Je m’emparai de l’autre
Qui vint dans notre logement.
La mienne se prénommait Laure.
Elle avait vingt ans et quelques semaines.
Celle de mon frère s’appelait Germaine.
Une nuit,
On frappa à mon huis.
Je ne dormais pas,
…Mais pas du tout à ce moment-là !
Laure me dit :
-« Qu’est-ce que c’est ? »
Je répondis :
-« Si je savais !
Peut-être un cambriolage
Ou une erreur d’étage ? »
Non. C’était bien à nous qu’on en voulait.

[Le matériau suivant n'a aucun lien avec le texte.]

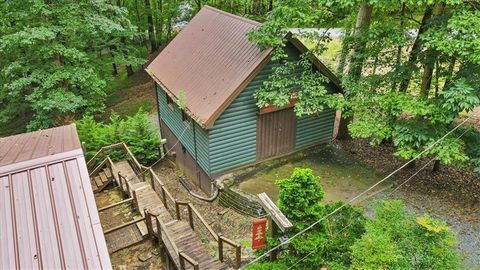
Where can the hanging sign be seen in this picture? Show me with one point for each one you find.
(259, 228)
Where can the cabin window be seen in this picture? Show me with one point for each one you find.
(186, 118)
(169, 101)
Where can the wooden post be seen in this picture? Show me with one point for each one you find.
(120, 181)
(220, 248)
(128, 187)
(164, 197)
(148, 221)
(177, 210)
(151, 179)
(190, 216)
(238, 257)
(134, 195)
(182, 261)
(273, 231)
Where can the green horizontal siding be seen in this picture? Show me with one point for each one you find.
(233, 140)
(172, 117)
(312, 130)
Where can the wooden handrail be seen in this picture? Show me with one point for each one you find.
(139, 166)
(237, 247)
(164, 190)
(182, 256)
(124, 225)
(98, 168)
(203, 222)
(115, 204)
(94, 157)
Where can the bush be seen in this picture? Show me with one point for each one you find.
(395, 239)
(136, 131)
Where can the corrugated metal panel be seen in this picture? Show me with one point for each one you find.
(275, 133)
(48, 216)
(210, 61)
(172, 117)
(38, 144)
(313, 130)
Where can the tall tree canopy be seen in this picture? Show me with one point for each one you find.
(409, 68)
(50, 57)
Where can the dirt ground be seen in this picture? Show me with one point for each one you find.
(229, 223)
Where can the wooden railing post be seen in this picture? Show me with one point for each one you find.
(134, 195)
(182, 261)
(220, 248)
(148, 218)
(177, 210)
(120, 181)
(238, 257)
(159, 231)
(190, 216)
(164, 197)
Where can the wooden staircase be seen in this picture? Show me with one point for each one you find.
(101, 180)
(174, 224)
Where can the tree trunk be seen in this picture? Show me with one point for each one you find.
(451, 67)
(362, 25)
(151, 27)
(344, 52)
(129, 70)
(430, 59)
(399, 48)
(416, 48)
(160, 21)
(436, 166)
(343, 133)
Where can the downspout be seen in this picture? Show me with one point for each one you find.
(184, 184)
(162, 151)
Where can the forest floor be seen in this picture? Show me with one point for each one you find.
(450, 194)
(127, 95)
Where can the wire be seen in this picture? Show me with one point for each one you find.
(161, 157)
(388, 195)
(356, 197)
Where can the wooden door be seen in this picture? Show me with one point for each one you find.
(275, 133)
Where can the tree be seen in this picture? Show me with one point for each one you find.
(327, 243)
(51, 51)
(382, 54)
(136, 131)
(396, 239)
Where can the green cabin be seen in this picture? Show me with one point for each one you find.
(205, 80)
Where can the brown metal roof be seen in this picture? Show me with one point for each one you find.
(48, 216)
(211, 61)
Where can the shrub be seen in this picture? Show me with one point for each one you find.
(395, 239)
(136, 131)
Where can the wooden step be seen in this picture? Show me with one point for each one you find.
(103, 177)
(108, 172)
(98, 181)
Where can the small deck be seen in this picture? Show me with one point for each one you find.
(161, 219)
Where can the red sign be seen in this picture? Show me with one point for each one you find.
(259, 228)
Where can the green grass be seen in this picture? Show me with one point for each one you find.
(14, 126)
(332, 51)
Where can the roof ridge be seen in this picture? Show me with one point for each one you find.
(232, 15)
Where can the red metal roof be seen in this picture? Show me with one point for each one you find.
(210, 61)
(48, 216)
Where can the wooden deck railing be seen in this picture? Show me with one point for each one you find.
(221, 240)
(195, 219)
(164, 238)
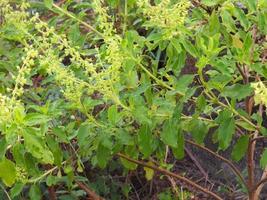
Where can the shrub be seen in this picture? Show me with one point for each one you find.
(84, 82)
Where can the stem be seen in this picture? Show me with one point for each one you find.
(90, 193)
(168, 173)
(45, 174)
(160, 82)
(125, 16)
(78, 20)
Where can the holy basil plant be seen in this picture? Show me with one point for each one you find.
(86, 82)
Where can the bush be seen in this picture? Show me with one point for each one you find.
(86, 82)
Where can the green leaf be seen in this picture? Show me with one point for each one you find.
(182, 83)
(16, 189)
(240, 148)
(103, 155)
(169, 134)
(237, 91)
(145, 139)
(35, 193)
(178, 151)
(113, 115)
(37, 147)
(214, 24)
(240, 15)
(263, 160)
(132, 153)
(198, 130)
(237, 43)
(210, 2)
(55, 149)
(48, 3)
(33, 119)
(149, 172)
(3, 147)
(188, 46)
(7, 172)
(83, 134)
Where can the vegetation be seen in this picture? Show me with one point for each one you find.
(93, 89)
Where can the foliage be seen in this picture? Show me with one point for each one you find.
(85, 80)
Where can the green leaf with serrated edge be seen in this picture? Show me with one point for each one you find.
(240, 148)
(145, 139)
(35, 193)
(214, 24)
(182, 83)
(189, 47)
(7, 172)
(237, 91)
(33, 119)
(178, 152)
(198, 130)
(225, 131)
(169, 134)
(133, 153)
(210, 2)
(103, 155)
(263, 160)
(36, 146)
(48, 3)
(3, 147)
(16, 189)
(113, 115)
(83, 133)
(55, 149)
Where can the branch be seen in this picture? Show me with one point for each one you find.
(89, 192)
(168, 173)
(231, 165)
(262, 181)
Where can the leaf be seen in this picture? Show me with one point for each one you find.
(102, 154)
(169, 134)
(35, 193)
(240, 148)
(240, 15)
(132, 153)
(199, 130)
(263, 160)
(214, 24)
(113, 115)
(83, 134)
(37, 147)
(149, 172)
(33, 119)
(7, 172)
(145, 139)
(237, 91)
(55, 149)
(237, 42)
(48, 3)
(182, 83)
(189, 47)
(16, 189)
(226, 129)
(3, 147)
(210, 2)
(178, 152)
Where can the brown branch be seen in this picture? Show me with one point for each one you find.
(168, 173)
(91, 194)
(231, 165)
(262, 181)
(241, 72)
(52, 193)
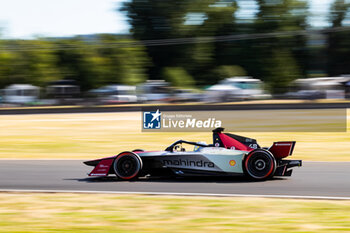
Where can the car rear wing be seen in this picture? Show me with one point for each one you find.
(282, 149)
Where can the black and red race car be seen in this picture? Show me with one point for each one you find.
(228, 155)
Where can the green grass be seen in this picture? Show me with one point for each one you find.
(112, 213)
(86, 136)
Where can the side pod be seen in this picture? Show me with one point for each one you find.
(282, 149)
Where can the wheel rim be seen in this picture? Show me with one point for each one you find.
(260, 165)
(127, 166)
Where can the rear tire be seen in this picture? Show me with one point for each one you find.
(260, 164)
(138, 150)
(127, 165)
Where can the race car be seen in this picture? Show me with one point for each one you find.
(228, 155)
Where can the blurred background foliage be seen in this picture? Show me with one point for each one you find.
(277, 59)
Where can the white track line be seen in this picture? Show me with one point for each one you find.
(175, 194)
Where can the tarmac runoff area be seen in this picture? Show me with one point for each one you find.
(315, 180)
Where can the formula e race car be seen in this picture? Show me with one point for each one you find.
(229, 155)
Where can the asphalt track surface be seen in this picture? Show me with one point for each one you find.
(174, 107)
(314, 180)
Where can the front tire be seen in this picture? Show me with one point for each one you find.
(260, 164)
(127, 165)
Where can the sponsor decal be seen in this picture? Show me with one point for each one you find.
(232, 163)
(187, 163)
(283, 144)
(168, 121)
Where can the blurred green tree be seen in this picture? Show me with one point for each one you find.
(281, 59)
(28, 62)
(338, 49)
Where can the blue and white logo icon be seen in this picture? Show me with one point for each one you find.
(151, 120)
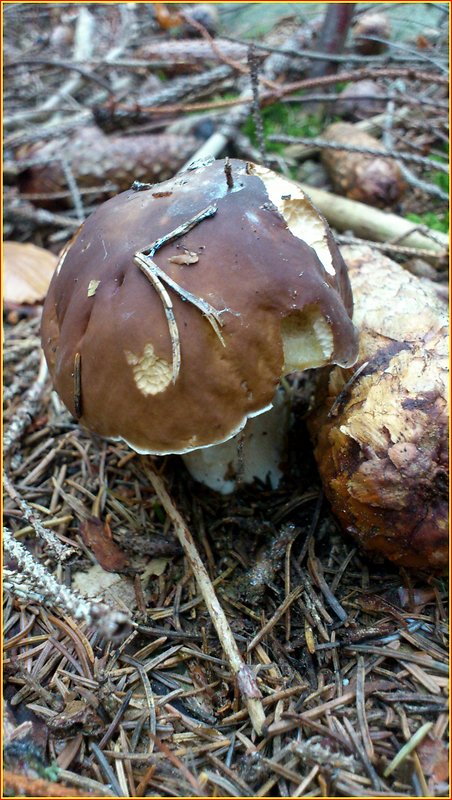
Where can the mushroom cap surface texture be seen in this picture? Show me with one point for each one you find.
(265, 260)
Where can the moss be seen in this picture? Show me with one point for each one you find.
(282, 118)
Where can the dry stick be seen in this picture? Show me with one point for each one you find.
(326, 144)
(24, 415)
(245, 679)
(32, 577)
(143, 259)
(83, 49)
(55, 547)
(371, 223)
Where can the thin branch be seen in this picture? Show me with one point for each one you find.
(143, 259)
(245, 678)
(35, 578)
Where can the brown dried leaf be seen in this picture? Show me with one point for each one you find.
(97, 537)
(27, 270)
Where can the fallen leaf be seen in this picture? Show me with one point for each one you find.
(92, 288)
(107, 586)
(97, 537)
(27, 272)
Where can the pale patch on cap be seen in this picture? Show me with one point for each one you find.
(152, 374)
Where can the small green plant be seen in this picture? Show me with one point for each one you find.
(281, 118)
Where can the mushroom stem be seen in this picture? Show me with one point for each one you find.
(255, 452)
(246, 680)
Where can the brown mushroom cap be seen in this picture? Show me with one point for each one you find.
(266, 260)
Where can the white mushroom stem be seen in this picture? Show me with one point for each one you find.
(256, 452)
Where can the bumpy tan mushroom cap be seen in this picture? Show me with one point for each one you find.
(265, 259)
(381, 441)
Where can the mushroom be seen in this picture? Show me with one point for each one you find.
(177, 308)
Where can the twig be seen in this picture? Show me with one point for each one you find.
(83, 48)
(253, 65)
(144, 260)
(33, 576)
(246, 681)
(413, 180)
(371, 151)
(26, 411)
(56, 548)
(345, 214)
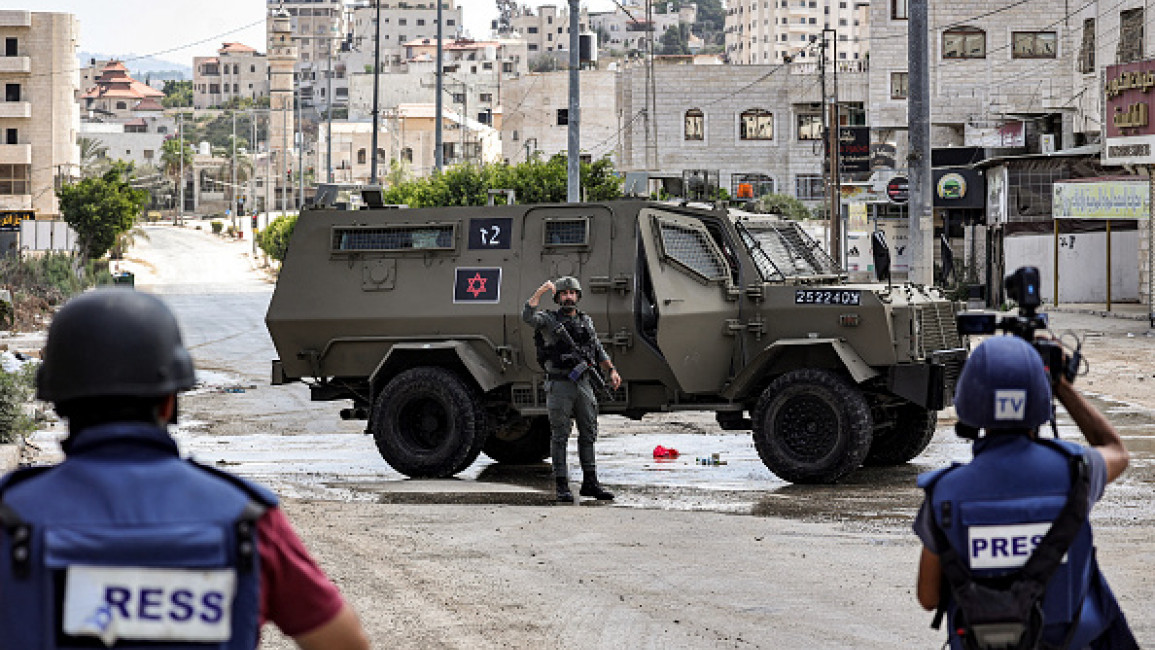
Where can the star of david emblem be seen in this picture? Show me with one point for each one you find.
(476, 285)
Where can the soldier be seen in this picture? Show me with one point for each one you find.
(569, 397)
(124, 542)
(986, 517)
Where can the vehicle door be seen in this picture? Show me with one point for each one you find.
(695, 307)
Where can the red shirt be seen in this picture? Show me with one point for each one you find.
(296, 595)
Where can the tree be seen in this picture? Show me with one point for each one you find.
(782, 204)
(102, 208)
(177, 94)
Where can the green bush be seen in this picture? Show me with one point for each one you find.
(274, 239)
(15, 391)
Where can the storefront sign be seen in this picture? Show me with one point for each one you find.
(1102, 200)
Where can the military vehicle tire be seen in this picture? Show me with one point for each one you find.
(911, 432)
(520, 442)
(427, 423)
(812, 426)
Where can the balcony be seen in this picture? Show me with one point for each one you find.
(15, 65)
(19, 110)
(15, 154)
(15, 17)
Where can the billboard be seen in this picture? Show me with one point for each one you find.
(1130, 134)
(1102, 200)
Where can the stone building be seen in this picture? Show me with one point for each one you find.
(758, 31)
(38, 116)
(237, 72)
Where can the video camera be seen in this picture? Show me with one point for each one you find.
(1022, 288)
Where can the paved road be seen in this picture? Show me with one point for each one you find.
(485, 561)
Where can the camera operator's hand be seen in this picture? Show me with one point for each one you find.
(1095, 427)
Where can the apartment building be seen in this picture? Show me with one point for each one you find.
(38, 116)
(238, 72)
(627, 27)
(546, 29)
(760, 31)
(318, 31)
(401, 23)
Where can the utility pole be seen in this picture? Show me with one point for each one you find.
(377, 82)
(573, 163)
(439, 75)
(922, 216)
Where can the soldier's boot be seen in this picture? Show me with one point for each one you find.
(564, 494)
(590, 487)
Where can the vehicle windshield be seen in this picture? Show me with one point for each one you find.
(782, 249)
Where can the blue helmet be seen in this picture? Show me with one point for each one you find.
(1004, 385)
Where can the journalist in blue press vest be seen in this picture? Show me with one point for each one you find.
(125, 544)
(569, 353)
(1007, 548)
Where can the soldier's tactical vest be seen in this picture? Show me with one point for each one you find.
(559, 352)
(127, 544)
(999, 506)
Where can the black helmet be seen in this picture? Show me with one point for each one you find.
(566, 283)
(113, 342)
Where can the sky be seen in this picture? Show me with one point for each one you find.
(177, 30)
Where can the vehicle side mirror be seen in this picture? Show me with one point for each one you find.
(881, 254)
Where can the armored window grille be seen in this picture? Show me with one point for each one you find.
(1131, 36)
(566, 232)
(426, 237)
(691, 248)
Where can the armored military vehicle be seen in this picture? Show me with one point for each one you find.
(414, 315)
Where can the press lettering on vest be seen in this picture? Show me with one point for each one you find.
(1004, 546)
(149, 604)
(1010, 404)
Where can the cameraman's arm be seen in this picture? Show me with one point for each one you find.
(1095, 428)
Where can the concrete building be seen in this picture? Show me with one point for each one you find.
(758, 31)
(116, 95)
(407, 134)
(627, 25)
(237, 72)
(317, 28)
(536, 112)
(548, 29)
(39, 116)
(282, 54)
(755, 125)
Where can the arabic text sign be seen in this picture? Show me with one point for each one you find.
(1107, 200)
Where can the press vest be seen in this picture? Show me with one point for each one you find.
(125, 542)
(999, 506)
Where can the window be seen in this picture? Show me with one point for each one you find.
(1033, 44)
(965, 43)
(810, 187)
(14, 179)
(810, 126)
(1087, 50)
(694, 125)
(900, 86)
(1131, 36)
(755, 125)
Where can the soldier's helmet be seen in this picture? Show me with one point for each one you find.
(1004, 385)
(113, 342)
(566, 283)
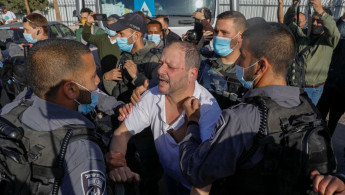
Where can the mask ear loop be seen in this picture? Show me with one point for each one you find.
(130, 37)
(236, 42)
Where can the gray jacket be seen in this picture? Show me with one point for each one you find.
(203, 163)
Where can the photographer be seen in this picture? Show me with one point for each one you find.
(170, 36)
(218, 73)
(202, 24)
(108, 50)
(315, 52)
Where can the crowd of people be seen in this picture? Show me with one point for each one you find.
(238, 108)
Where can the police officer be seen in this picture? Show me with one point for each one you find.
(218, 74)
(155, 34)
(13, 73)
(138, 61)
(266, 52)
(65, 84)
(35, 28)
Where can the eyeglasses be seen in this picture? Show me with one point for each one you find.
(317, 21)
(27, 20)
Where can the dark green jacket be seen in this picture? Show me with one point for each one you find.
(96, 31)
(317, 59)
(101, 41)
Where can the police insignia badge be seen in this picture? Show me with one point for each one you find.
(219, 125)
(93, 182)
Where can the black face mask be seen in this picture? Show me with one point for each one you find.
(316, 30)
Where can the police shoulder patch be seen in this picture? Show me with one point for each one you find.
(219, 125)
(93, 182)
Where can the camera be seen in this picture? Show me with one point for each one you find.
(191, 36)
(100, 17)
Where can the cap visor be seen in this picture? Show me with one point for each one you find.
(117, 26)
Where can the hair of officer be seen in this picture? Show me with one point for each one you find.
(191, 57)
(155, 22)
(37, 20)
(207, 13)
(113, 17)
(165, 18)
(239, 19)
(52, 61)
(273, 41)
(327, 10)
(85, 9)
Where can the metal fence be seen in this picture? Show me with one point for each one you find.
(250, 8)
(66, 8)
(267, 9)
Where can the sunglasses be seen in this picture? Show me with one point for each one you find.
(317, 20)
(27, 20)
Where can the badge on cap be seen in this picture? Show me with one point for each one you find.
(93, 182)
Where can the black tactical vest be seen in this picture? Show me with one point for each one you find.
(294, 143)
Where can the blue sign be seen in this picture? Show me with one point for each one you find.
(146, 6)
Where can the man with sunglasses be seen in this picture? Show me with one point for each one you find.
(315, 52)
(35, 28)
(62, 75)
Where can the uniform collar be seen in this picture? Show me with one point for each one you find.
(285, 96)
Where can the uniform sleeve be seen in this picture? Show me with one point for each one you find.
(78, 34)
(202, 163)
(331, 30)
(84, 169)
(139, 119)
(208, 119)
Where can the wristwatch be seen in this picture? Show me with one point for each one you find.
(320, 15)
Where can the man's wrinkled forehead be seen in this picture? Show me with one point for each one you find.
(173, 52)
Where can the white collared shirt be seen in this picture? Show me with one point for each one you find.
(150, 111)
(112, 41)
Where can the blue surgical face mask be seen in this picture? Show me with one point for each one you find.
(240, 76)
(122, 42)
(28, 38)
(86, 108)
(110, 32)
(156, 38)
(221, 45)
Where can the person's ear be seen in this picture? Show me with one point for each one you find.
(193, 74)
(264, 65)
(71, 90)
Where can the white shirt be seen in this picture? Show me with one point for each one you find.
(112, 41)
(8, 16)
(150, 111)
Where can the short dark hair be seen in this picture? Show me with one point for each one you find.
(239, 19)
(273, 41)
(255, 21)
(85, 9)
(207, 13)
(327, 10)
(37, 20)
(165, 18)
(52, 61)
(155, 22)
(192, 55)
(142, 15)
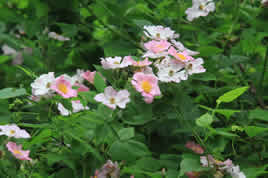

J’ai vite enfilé mon pantalon,
Mis mes chaussons,
Courus à la porte et demandai :
-« Qui est là, que me veut-on ? »
Une voix, celle de mon oncle, répondit :
-« C’est moi, ouvre donc !
Je n’ai pas envie
De coucher là.
Pourquoi ne m’ouvrais-tu pas ? »
-« Mon oncle, je dormais. »
-« Mais tu causais… »
Pour éviter les explications,
Je lui plaquai un gros baiser sur le front.
Mon oncle reprit :
-« Je suis pour quatre jours à Paris.
Tu vas m’héberger.
Mais où est ton frère ? Va le réveiller ! »
-« Vous devez avoir faim, après ce voyage
J’ai du jambon et du fromage. »
Il mangea
Puis se leva :
-« Voyons ton logement ! »
-« Mon oncle,… un peu d’eau de vie ? »
-« Non, merci, mon garçon, j’ai fini.
Je vais me coucher maintenant.
J’ai besoin de dormir longtemps. »
Je le suivis, hésitant.
Laure s’était roulée dans les draps.
Mon oncle s’écria :
-« Ah ! Ah ! Le plaisantin !
Vois comme je le réveille, ton frangin ! »
Je vis sa grosse main se lever
Puis retomber…
Sur les contours exposés devant lui.
Il y eut deux terribles cris.
Laure se débattait.
L’abbé était stupéfait.
Il recula, muet !
Laure, toute nue, se dégagea
Et moi… je me suis sauvé !
Laure, je ne la revis jamais
Et mon oncle me déshérita !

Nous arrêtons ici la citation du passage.